SQLite Forum

null character sorts greater than 0x7f and less than 0x80
Login
If I have interpreted the cited Wikipedia article assertions correctly, Tcl uses the *overlong* null character representation internally but the canonical, single-byte representation for external data.

> Maybe you could say that TCL is using "Modified CESU-8".

I might say that, if it was true. But it is not.

At least on Windows, Tcl 8.6 uses the overlong null representation in string variables for the \\x00 character but writes it out (via puts) using the single-byte representation conforming to **unmodified** CESU-8. I have demonstrated this with [Magicsplat Tcl/Tk for Windows](https://www.magicsplat.com/tcl-installer/index.html), version 8.6.10, with stdout redirected to a file to avoid console weirdness.

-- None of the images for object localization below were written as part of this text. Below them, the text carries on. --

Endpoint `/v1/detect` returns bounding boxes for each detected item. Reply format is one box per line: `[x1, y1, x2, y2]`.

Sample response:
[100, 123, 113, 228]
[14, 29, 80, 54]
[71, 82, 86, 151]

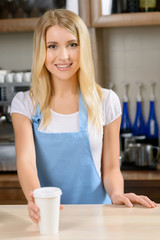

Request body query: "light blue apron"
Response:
[32, 91, 111, 204]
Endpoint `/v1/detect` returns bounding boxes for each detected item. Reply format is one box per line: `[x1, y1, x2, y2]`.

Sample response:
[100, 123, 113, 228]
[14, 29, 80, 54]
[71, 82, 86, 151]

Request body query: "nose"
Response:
[58, 47, 69, 60]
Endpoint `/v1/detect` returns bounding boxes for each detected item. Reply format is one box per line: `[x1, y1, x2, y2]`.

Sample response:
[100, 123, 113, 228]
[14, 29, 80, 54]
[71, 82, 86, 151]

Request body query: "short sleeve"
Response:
[102, 88, 122, 125]
[10, 91, 33, 120]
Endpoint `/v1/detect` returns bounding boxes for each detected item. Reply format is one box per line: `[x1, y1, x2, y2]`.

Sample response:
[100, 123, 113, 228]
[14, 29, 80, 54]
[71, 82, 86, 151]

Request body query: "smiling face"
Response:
[45, 25, 80, 84]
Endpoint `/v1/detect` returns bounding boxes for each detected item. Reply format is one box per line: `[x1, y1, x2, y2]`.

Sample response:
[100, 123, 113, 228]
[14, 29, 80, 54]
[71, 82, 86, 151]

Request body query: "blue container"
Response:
[146, 101, 159, 146]
[133, 101, 146, 136]
[120, 101, 132, 133]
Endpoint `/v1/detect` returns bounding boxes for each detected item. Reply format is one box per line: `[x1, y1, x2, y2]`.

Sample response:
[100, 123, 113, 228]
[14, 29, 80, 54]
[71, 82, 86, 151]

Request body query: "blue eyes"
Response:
[69, 43, 78, 47]
[47, 43, 78, 49]
[48, 45, 56, 49]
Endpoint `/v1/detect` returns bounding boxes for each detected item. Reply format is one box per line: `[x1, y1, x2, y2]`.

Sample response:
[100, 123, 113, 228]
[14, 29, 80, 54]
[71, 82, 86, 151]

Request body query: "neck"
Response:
[51, 74, 79, 97]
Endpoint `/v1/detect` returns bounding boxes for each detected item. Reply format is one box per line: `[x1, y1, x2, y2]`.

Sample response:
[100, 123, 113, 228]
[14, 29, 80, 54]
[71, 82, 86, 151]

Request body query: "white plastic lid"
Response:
[134, 135, 146, 140]
[121, 133, 133, 138]
[33, 187, 62, 198]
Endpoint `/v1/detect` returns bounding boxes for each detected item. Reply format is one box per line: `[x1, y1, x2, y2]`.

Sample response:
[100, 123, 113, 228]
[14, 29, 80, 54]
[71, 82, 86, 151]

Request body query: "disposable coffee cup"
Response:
[33, 187, 62, 235]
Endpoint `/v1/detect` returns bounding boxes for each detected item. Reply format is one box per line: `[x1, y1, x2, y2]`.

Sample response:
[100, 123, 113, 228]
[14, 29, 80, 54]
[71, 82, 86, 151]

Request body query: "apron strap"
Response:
[79, 90, 88, 131]
[31, 104, 42, 130]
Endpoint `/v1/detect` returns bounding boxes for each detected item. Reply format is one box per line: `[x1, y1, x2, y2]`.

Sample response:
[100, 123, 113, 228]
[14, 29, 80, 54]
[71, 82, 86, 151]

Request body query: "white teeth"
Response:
[56, 64, 70, 68]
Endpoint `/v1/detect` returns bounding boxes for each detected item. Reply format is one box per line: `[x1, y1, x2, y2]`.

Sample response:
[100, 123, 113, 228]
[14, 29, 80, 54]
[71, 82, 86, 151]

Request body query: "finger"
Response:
[118, 195, 133, 208]
[152, 201, 158, 207]
[28, 191, 34, 202]
[124, 193, 156, 208]
[60, 205, 64, 210]
[28, 201, 39, 213]
[31, 216, 39, 224]
[151, 201, 157, 208]
[130, 195, 153, 208]
[111, 194, 133, 207]
[28, 207, 40, 221]
[28, 201, 40, 225]
[139, 196, 157, 208]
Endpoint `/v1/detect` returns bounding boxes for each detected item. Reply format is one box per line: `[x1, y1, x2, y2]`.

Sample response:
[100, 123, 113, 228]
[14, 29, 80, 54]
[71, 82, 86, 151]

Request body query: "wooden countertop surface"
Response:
[0, 204, 160, 240]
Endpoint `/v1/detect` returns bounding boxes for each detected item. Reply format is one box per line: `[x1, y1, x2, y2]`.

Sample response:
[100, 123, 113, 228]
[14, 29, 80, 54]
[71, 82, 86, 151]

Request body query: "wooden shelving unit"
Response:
[90, 0, 160, 28]
[91, 12, 160, 28]
[0, 0, 88, 32]
[0, 11, 160, 33]
[0, 18, 39, 32]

I maintain that, as an alternative way of storing or retrieving "external data", SQLite should do the same translation between Modified UTF-8 internal data and either (plain) CESU-8 which uses the short, canonical null representation or standard UTF-8 which also uses the short representation for external data. [a]

[a. The difference between CESU-8 and UTF-8 lies in how code points beyond 0x00 to 0x7F are represented; it is immaterial to this discussion. ]

This would, in my opinion, make SQLite adhere more closely to Tcl's design intention.  I suspect that the overlong representation is used because it simplifies Tcl's internal operations. If the representation never escapes the internal representation (except by purposeful, debug-like commands), then it is purely an implementation detail.  I think the OP was rightfully surprised.